The problems start when the music stops. There's just too much chat between songs. Partly Gay's original, partly added in 1948 by the producer of the first performances, it dates and clutters the opera, adding little in dramatic or structural terms. The performers here didn't stand a chance, but even Ian McKellen would have had his work cut out with these lines. Savage pruning would have been perfectly justified. Or why not even a re-write? We accept the loosest of translations for foreign operas - why not do the same for an English one? That's why Brecht and Weill's more drastic reinvention of the original, Die Dreigroschenoper, works over and over again. They scrubbed the slate clean and created not just an arrangement or a German version, but a complete adaptation, one that speaks to the audiences of our day just as it did to theirs.

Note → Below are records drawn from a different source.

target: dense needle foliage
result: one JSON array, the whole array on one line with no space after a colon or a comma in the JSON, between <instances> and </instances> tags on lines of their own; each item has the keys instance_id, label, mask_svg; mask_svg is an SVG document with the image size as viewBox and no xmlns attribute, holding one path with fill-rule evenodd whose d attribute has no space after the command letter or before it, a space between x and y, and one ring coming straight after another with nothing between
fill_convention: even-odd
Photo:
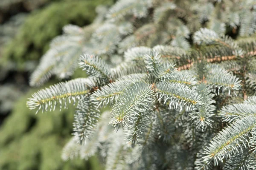
<instances>
[{"instance_id":1,"label":"dense needle foliage","mask_svg":"<svg viewBox=\"0 0 256 170\"><path fill-rule=\"evenodd\" d=\"M256 170L256 6L99 6L92 24L64 28L30 84L78 68L88 77L41 89L27 105L38 113L76 105L65 160L98 152L107 170Z\"/></svg>"}]
</instances>

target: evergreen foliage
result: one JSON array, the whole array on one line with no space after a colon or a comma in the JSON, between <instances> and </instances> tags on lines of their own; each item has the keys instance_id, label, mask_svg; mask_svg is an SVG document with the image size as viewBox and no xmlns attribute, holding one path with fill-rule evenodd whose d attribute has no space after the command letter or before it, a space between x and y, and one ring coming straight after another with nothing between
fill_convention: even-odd
<instances>
[{"instance_id":1,"label":"evergreen foliage","mask_svg":"<svg viewBox=\"0 0 256 170\"><path fill-rule=\"evenodd\" d=\"M0 169L102 169L96 156L87 162L61 160L62 148L71 137L74 116L70 113L74 112L75 108L55 110L54 114L35 115L24 104L27 98L37 90L30 90L15 102L11 113L1 125Z\"/></svg>"},{"instance_id":2,"label":"evergreen foliage","mask_svg":"<svg viewBox=\"0 0 256 170\"><path fill-rule=\"evenodd\" d=\"M3 8L7 8L5 7L5 3L10 3L14 0L22 1L4 0L6 3L3 2L2 4L1 2L0 6L2 4ZM31 6L53 1L24 1L23 3L29 3ZM49 48L49 41L61 34L61 28L64 26L70 23L80 26L90 24L96 16L95 9L97 6L113 3L112 0L55 1L42 9L33 11L29 15L14 39L5 45L1 54L2 61L11 61L17 63L18 68L23 70L26 67L24 65L26 61L37 61L40 58L42 54ZM68 11L69 12L67 12Z\"/></svg>"},{"instance_id":3,"label":"evergreen foliage","mask_svg":"<svg viewBox=\"0 0 256 170\"><path fill-rule=\"evenodd\" d=\"M255 5L99 7L91 25L64 27L30 84L79 67L88 78L41 90L27 106L38 112L78 101L65 160L99 151L107 170L256 169Z\"/></svg>"}]
</instances>

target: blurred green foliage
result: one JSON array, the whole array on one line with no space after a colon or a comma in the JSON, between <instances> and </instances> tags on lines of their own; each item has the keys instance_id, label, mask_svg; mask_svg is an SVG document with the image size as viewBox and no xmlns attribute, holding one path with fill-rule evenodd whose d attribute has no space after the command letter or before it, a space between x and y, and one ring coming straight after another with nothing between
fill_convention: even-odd
<instances>
[{"instance_id":1,"label":"blurred green foliage","mask_svg":"<svg viewBox=\"0 0 256 170\"><path fill-rule=\"evenodd\" d=\"M113 0L63 0L32 12L15 38L5 47L3 61L18 63L22 69L28 60L38 60L48 48L49 42L61 32L65 25L89 24L96 15L96 7L111 5Z\"/></svg>"},{"instance_id":2,"label":"blurred green foliage","mask_svg":"<svg viewBox=\"0 0 256 170\"><path fill-rule=\"evenodd\" d=\"M48 87L50 83L45 85ZM26 107L30 90L15 104L0 129L0 169L99 170L95 158L63 162L64 145L71 137L74 107L35 114Z\"/></svg>"}]
</instances>

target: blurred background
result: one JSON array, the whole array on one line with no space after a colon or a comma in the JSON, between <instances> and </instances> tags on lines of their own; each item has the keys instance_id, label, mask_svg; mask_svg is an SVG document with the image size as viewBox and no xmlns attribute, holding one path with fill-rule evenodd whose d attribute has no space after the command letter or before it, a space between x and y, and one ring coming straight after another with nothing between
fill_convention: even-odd
<instances>
[{"instance_id":1,"label":"blurred background","mask_svg":"<svg viewBox=\"0 0 256 170\"><path fill-rule=\"evenodd\" d=\"M101 169L96 156L87 161L61 159L74 108L35 115L26 102L38 90L29 86L29 76L50 40L67 24L90 24L96 6L114 1L0 0L0 170ZM44 87L58 81L52 79Z\"/></svg>"}]
</instances>

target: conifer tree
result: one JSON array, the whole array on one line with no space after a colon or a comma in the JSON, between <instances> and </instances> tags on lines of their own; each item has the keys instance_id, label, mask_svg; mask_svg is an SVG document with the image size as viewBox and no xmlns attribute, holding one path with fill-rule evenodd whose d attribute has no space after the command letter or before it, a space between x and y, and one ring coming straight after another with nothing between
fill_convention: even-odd
<instances>
[{"instance_id":1,"label":"conifer tree","mask_svg":"<svg viewBox=\"0 0 256 170\"><path fill-rule=\"evenodd\" d=\"M77 68L88 77L41 90L27 105L76 105L64 160L99 153L107 170L256 170L256 5L99 6L91 25L64 28L30 83Z\"/></svg>"}]
</instances>

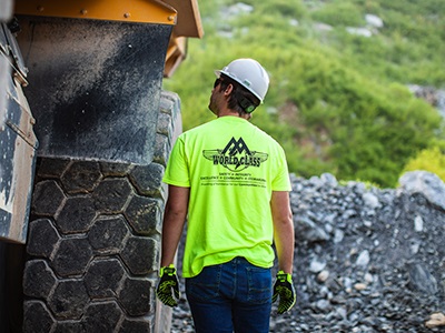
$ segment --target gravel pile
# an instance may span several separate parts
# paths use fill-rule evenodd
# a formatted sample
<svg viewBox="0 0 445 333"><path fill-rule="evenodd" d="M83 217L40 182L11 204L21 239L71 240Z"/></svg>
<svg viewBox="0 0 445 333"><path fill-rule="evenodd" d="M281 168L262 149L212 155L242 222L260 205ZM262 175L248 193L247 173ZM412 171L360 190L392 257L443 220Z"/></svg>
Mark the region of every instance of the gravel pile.
<svg viewBox="0 0 445 333"><path fill-rule="evenodd" d="M274 306L270 332L445 332L445 184L435 174L408 172L386 190L332 174L291 181L297 303L284 315ZM174 333L194 332L181 287Z"/></svg>

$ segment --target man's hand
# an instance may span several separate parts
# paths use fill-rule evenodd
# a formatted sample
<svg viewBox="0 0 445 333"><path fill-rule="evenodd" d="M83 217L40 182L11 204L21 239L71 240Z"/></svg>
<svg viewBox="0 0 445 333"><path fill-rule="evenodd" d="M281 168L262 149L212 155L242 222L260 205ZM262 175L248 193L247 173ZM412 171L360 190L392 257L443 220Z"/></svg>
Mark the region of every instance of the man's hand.
<svg viewBox="0 0 445 333"><path fill-rule="evenodd" d="M179 282L178 278L176 276L176 269L174 264L170 264L168 268L160 268L159 276L160 280L156 290L156 295L158 296L159 301L171 307L178 305L177 300L179 300L180 295Z"/></svg>
<svg viewBox="0 0 445 333"><path fill-rule="evenodd" d="M277 301L278 296L278 314L283 314L289 311L297 300L297 295L295 294L294 284L291 281L291 275L286 274L283 271L279 271L277 274L277 281L274 284L274 295L271 296L271 301Z"/></svg>

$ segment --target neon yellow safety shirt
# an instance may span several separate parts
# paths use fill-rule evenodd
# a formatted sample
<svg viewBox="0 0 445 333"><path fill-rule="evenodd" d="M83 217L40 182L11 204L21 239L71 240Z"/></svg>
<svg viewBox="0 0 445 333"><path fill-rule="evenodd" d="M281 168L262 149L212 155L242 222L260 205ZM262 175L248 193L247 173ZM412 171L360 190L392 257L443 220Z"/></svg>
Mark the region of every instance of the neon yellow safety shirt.
<svg viewBox="0 0 445 333"><path fill-rule="evenodd" d="M290 191L283 148L238 117L221 117L179 135L164 182L190 188L182 275L244 256L274 263L273 191Z"/></svg>

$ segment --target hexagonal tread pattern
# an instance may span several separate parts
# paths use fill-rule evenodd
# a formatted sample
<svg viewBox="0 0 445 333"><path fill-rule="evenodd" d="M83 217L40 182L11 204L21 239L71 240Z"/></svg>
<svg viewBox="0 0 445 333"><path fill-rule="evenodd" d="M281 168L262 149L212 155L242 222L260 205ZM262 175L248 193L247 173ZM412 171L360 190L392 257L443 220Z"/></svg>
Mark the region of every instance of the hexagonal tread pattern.
<svg viewBox="0 0 445 333"><path fill-rule="evenodd" d="M162 94L149 165L38 161L23 332L154 332L175 99Z"/></svg>

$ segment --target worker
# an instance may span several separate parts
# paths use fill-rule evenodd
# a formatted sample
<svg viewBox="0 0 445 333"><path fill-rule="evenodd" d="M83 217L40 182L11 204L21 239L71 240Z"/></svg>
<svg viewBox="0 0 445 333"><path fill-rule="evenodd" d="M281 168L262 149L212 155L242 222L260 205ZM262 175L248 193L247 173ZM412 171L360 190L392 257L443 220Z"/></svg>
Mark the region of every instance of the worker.
<svg viewBox="0 0 445 333"><path fill-rule="evenodd" d="M187 219L182 276L196 332L263 333L273 301L278 313L296 301L290 180L283 148L249 122L269 87L266 70L237 59L215 73L208 107L217 118L179 135L164 175L157 295L178 304L174 262Z"/></svg>

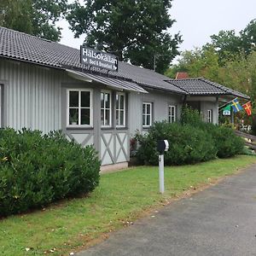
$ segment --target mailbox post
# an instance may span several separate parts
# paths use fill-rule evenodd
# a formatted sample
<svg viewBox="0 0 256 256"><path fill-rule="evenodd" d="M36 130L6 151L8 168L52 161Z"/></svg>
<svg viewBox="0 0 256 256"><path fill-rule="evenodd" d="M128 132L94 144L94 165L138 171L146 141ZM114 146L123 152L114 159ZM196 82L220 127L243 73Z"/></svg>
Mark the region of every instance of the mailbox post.
<svg viewBox="0 0 256 256"><path fill-rule="evenodd" d="M169 143L167 140L159 141L157 143L157 150L159 151L159 184L160 192L165 192L165 173L164 173L164 153L169 149Z"/></svg>

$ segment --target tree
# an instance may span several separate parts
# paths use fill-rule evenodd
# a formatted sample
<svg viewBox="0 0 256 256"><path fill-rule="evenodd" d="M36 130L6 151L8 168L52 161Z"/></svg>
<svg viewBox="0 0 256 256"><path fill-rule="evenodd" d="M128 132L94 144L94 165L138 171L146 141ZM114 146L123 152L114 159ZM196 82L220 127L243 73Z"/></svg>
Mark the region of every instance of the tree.
<svg viewBox="0 0 256 256"><path fill-rule="evenodd" d="M195 50L185 50L177 65L172 67L166 74L175 78L177 72L185 71L190 78L205 77L217 80L218 77L218 55L212 47L205 46Z"/></svg>
<svg viewBox="0 0 256 256"><path fill-rule="evenodd" d="M84 44L100 46L121 61L162 73L178 55L179 34L166 30L174 20L168 9L172 0L86 0L70 6L67 19L78 38L86 33Z"/></svg>
<svg viewBox="0 0 256 256"><path fill-rule="evenodd" d="M55 27L67 0L1 0L0 26L52 41L61 38Z"/></svg>
<svg viewBox="0 0 256 256"><path fill-rule="evenodd" d="M250 21L244 30L240 32L241 46L246 55L256 49L256 19Z"/></svg>
<svg viewBox="0 0 256 256"><path fill-rule="evenodd" d="M244 30L236 36L234 30L220 31L218 35L211 36L213 46L219 56L219 64L235 61L237 57L247 56L256 49L256 19L251 20Z"/></svg>

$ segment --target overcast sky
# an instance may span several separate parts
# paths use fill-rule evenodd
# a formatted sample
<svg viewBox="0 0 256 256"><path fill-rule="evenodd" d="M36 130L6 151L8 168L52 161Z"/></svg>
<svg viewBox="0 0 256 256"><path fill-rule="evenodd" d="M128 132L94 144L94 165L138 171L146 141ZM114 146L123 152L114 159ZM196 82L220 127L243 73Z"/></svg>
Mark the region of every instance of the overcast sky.
<svg viewBox="0 0 256 256"><path fill-rule="evenodd" d="M256 18L256 0L173 0L170 14L177 21L171 34L183 35L180 49L193 49L210 42L210 36L221 30L235 29L238 33L244 29ZM61 43L79 49L84 36L73 38L65 20L58 26L63 28Z"/></svg>

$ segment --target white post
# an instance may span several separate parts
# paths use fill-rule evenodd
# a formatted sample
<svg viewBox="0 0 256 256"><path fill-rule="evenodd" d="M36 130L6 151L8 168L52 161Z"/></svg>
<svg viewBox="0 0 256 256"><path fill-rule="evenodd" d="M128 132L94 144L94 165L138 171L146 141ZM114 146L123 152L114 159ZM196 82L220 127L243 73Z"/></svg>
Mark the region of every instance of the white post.
<svg viewBox="0 0 256 256"><path fill-rule="evenodd" d="M164 154L159 155L159 184L160 192L165 192Z"/></svg>

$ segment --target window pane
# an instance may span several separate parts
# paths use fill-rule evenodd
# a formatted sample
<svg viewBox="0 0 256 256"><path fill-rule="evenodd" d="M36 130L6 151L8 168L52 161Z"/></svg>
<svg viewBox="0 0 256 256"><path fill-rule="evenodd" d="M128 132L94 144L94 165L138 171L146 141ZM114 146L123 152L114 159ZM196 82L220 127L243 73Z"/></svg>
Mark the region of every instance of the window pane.
<svg viewBox="0 0 256 256"><path fill-rule="evenodd" d="M119 125L119 110L116 110L115 111L115 124L117 125Z"/></svg>
<svg viewBox="0 0 256 256"><path fill-rule="evenodd" d="M79 91L69 91L69 107L79 107Z"/></svg>
<svg viewBox="0 0 256 256"><path fill-rule="evenodd" d="M101 92L101 108L104 108L104 93Z"/></svg>
<svg viewBox="0 0 256 256"><path fill-rule="evenodd" d="M110 125L110 111L106 110L105 112L105 125Z"/></svg>
<svg viewBox="0 0 256 256"><path fill-rule="evenodd" d="M144 114L143 116L143 125L146 125L146 116Z"/></svg>
<svg viewBox="0 0 256 256"><path fill-rule="evenodd" d="M119 120L119 125L125 125L125 115L124 111L120 111L120 120Z"/></svg>
<svg viewBox="0 0 256 256"><path fill-rule="evenodd" d="M69 125L79 125L79 108L69 108Z"/></svg>
<svg viewBox="0 0 256 256"><path fill-rule="evenodd" d="M101 124L104 125L104 109L101 110Z"/></svg>
<svg viewBox="0 0 256 256"><path fill-rule="evenodd" d="M107 108L109 108L110 106L110 94L105 93L105 106Z"/></svg>
<svg viewBox="0 0 256 256"><path fill-rule="evenodd" d="M81 91L81 107L90 108L90 91Z"/></svg>
<svg viewBox="0 0 256 256"><path fill-rule="evenodd" d="M125 109L125 96L120 95L120 109Z"/></svg>
<svg viewBox="0 0 256 256"><path fill-rule="evenodd" d="M90 109L81 109L81 125L90 125Z"/></svg>
<svg viewBox="0 0 256 256"><path fill-rule="evenodd" d="M119 109L119 95L116 95L115 96L115 108L116 109Z"/></svg>
<svg viewBox="0 0 256 256"><path fill-rule="evenodd" d="M147 105L147 113L150 113L150 104Z"/></svg>
<svg viewBox="0 0 256 256"><path fill-rule="evenodd" d="M147 125L150 125L150 115L147 115Z"/></svg>

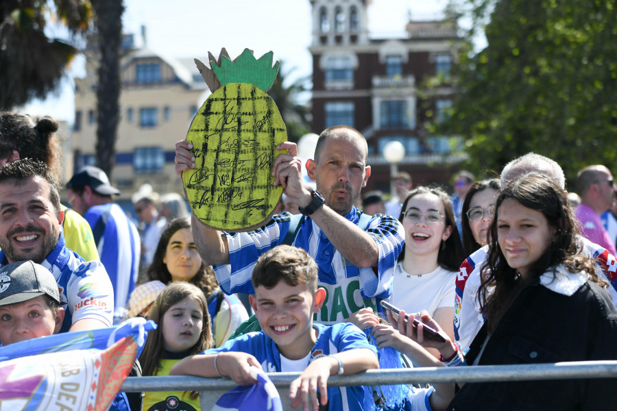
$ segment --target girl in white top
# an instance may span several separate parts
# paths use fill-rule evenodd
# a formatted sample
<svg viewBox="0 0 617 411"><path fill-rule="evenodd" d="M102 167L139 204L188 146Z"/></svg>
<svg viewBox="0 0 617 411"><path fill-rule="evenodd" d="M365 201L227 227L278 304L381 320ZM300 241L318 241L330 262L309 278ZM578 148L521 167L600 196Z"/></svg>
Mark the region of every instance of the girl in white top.
<svg viewBox="0 0 617 411"><path fill-rule="evenodd" d="M426 310L453 340L455 280L464 257L450 197L439 188L418 187L405 199L399 221L405 247L389 301L406 312Z"/></svg>

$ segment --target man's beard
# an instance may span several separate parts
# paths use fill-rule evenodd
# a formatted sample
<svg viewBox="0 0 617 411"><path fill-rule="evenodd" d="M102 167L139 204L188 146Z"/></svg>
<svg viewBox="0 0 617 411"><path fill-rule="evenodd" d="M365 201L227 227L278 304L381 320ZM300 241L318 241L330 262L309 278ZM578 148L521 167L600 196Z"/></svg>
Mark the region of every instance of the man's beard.
<svg viewBox="0 0 617 411"><path fill-rule="evenodd" d="M349 196L348 202L345 202L343 203L341 201L334 201L332 196L337 195L335 193L335 192L337 190L345 190L347 195ZM349 212L349 210L351 210L352 206L357 199L357 196L356 197L353 197L353 190L352 189L351 185L348 183L337 183L332 186L329 190L324 190L324 191L322 191L321 190L317 188L317 190L321 192L322 195L325 194L324 199L328 206L341 215L344 215Z"/></svg>
<svg viewBox="0 0 617 411"><path fill-rule="evenodd" d="M43 236L43 242L38 249L33 248L30 250L16 250L14 247L14 240L10 238L20 233L34 233ZM28 225L25 227L17 227L12 230L7 234L5 238L0 240L0 247L4 251L7 259L11 262L25 261L32 260L37 264L40 264L45 259L45 257L56 248L58 244L58 239L60 237L60 231L56 231L55 227L46 236L45 231L34 225Z"/></svg>

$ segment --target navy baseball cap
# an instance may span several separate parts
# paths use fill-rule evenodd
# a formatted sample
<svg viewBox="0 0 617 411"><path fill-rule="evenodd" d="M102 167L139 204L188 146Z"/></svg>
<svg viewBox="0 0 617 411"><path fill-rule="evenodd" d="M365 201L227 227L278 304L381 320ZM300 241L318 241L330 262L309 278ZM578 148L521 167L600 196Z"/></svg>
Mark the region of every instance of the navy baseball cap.
<svg viewBox="0 0 617 411"><path fill-rule="evenodd" d="M0 306L47 295L60 303L58 283L47 269L32 261L12 262L0 269Z"/></svg>
<svg viewBox="0 0 617 411"><path fill-rule="evenodd" d="M111 195L120 194L120 191L109 184L109 178L105 171L94 166L86 166L75 173L66 183L66 188L88 186L99 194Z"/></svg>

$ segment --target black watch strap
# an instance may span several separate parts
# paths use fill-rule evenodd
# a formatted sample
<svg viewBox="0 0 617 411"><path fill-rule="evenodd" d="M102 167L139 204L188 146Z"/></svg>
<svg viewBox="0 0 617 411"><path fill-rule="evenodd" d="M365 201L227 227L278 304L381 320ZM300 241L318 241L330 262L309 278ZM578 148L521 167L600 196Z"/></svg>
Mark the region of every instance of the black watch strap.
<svg viewBox="0 0 617 411"><path fill-rule="evenodd" d="M311 190L311 196L313 197L313 200L310 204L304 208L302 207L298 208L298 210L305 216L310 216L326 202L326 200L324 199L324 196L317 190Z"/></svg>

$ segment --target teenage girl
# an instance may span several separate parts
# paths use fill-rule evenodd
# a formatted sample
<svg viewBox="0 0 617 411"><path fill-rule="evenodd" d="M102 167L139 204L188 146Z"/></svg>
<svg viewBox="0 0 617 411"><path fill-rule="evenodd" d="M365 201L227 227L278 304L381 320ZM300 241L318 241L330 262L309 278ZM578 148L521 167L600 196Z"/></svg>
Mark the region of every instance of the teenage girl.
<svg viewBox="0 0 617 411"><path fill-rule="evenodd" d="M154 301L148 319L158 325L148 333L139 356L142 375L169 375L180 360L213 347L210 315L200 289L186 282L173 282ZM146 393L144 411L200 410L196 392Z"/></svg>
<svg viewBox="0 0 617 411"><path fill-rule="evenodd" d="M405 199L399 221L405 247L390 302L409 313L427 310L454 339L455 279L463 257L450 197L438 188L418 187Z"/></svg>
<svg viewBox="0 0 617 411"><path fill-rule="evenodd" d="M248 319L238 297L223 294L212 267L202 261L191 224L186 219L172 220L162 231L147 274L151 281L158 280L164 284L183 281L202 290L212 319L215 347L220 347Z"/></svg>
<svg viewBox="0 0 617 411"><path fill-rule="evenodd" d="M486 323L468 364L526 364L617 359L617 310L577 240L563 188L527 174L497 198L479 303ZM487 273L489 273L489 275ZM605 410L615 379L468 383L448 410Z"/></svg>

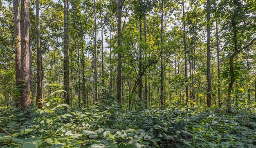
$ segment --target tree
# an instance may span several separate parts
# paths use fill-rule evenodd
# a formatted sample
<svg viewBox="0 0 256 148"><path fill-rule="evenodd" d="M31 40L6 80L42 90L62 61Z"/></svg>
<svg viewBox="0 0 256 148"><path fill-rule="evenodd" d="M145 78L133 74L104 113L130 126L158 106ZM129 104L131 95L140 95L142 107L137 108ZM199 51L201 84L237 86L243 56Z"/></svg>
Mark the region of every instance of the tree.
<svg viewBox="0 0 256 148"><path fill-rule="evenodd" d="M70 102L70 87L69 87L69 0L64 0L64 90L66 91L64 93L65 102L67 104ZM67 109L67 108L65 108Z"/></svg>
<svg viewBox="0 0 256 148"><path fill-rule="evenodd" d="M162 107L163 104L163 91L164 89L164 70L163 67L163 52L164 48L164 0L162 0L161 7L161 72L160 72L160 106Z"/></svg>
<svg viewBox="0 0 256 148"><path fill-rule="evenodd" d="M29 85L29 0L21 0L20 20L21 71L19 78L22 90L20 92L20 108L25 110L30 105Z"/></svg>
<svg viewBox="0 0 256 148"><path fill-rule="evenodd" d="M118 29L117 29L117 48L119 49L119 52L117 54L117 100L120 103L121 103L121 60L122 55L121 50L121 19L122 19L122 9L123 5L125 0L118 0L117 3L118 13Z"/></svg>
<svg viewBox="0 0 256 148"><path fill-rule="evenodd" d="M15 40L15 82L16 87L18 88L20 85L20 78L21 75L20 67L20 10L19 9L19 1L13 0L13 9L14 16L14 39ZM16 95L16 106L18 107L19 101L20 101L20 92Z"/></svg>
<svg viewBox="0 0 256 148"><path fill-rule="evenodd" d="M241 2L239 0L234 0L231 2L226 1L219 3L220 9L217 11L218 14L224 17L226 20L223 23L222 29L225 29L231 33L225 33L227 40L225 46L229 53L229 85L227 92L227 112L232 113L231 104L231 93L233 84L240 75L239 71L234 66L234 60L237 54L250 46L256 40L255 33L255 7L253 6L254 2ZM229 9L222 9L227 7ZM227 8L227 7L225 7ZM229 12L228 15L223 14ZM245 23L244 23L245 22ZM226 31L225 32L227 32ZM245 45L245 44L246 45Z"/></svg>
<svg viewBox="0 0 256 148"><path fill-rule="evenodd" d="M216 3L214 2L214 7L216 8ZM217 17L215 18L215 24L216 25L216 46L217 49L217 70L218 75L218 104L219 107L220 107L220 49L219 45L219 34L218 30L218 23Z"/></svg>
<svg viewBox="0 0 256 148"><path fill-rule="evenodd" d="M43 99L43 88L42 81L43 64L42 63L42 55L41 55L41 46L40 42L40 24L39 19L39 0L36 0L36 55L37 58L37 94L36 94L36 105L39 108L42 108L43 104L40 102Z"/></svg>
<svg viewBox="0 0 256 148"><path fill-rule="evenodd" d="M98 102L98 55L97 54L97 26L96 22L96 4L94 0L94 99Z"/></svg>
<svg viewBox="0 0 256 148"><path fill-rule="evenodd" d="M211 31L210 27L210 0L207 0L207 106L211 107Z"/></svg>

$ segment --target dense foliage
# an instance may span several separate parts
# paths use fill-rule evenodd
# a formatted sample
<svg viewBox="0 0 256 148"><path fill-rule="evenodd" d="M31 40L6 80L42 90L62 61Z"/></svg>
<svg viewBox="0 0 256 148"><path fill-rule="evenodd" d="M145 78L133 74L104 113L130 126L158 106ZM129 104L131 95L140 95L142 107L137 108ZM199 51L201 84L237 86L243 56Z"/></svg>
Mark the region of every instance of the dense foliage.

The production never quite clears the hurdles that the raw material imposes. With a mock-up of Covent Garden's main house seating on stage, the implication is that we the viewers are behind the velvet curtain, watching the 'audience'. It's adeptly done, but why? Ditto the barely-signalled near-future setting, which, the fashion police will observe, is costumed more like 2004 (fake Juicy suits? pls...). It's striving for happeningness, but fundamentally it's straight alt.Opera, nothing more than a fresh coat of paint. Plenty of ideas but not enough discipline or focus.
At least the individual performers emerged with some credit - when they weren't chewing through ye olde dialogue anyway. The singers managed better with the speech than the one actor on stage, Sirena Tocco's omnipresent (why?) Beggar. Never was a name (it means 'siren touch' in Italian) less apt. Dressed for some obscure reason as a ROH usher she muttered her lines incomprehensibly and generally looked embarrassed to be there.
Tom Randle's suave Macheath was got up as that old Miami Vicer Roberto Alagna - given the original work's intention to puncture the egos of the 18th century's most prominent opera stars, I'm not certain this is entirely coincidental. Fortunately we were spared the accompanying Angelaness, though we did get a brothel full of assorted tarts in Soho's finest secks-wear.
Jeremy White as Peachum and Donald Maxwell as Lockit gave the dialogue some Chas'n'Dave gorblimey humour, and Susan Bickley made Mrs Peachum a convincing Walford matriarch - though it was odd to hear them revert to conservatory-trained RP for the singing. But it was Frances McCafferty's brief appearance as Mrs Trapes, a Beryl Cook-shaped Scot, that nearly stole the show.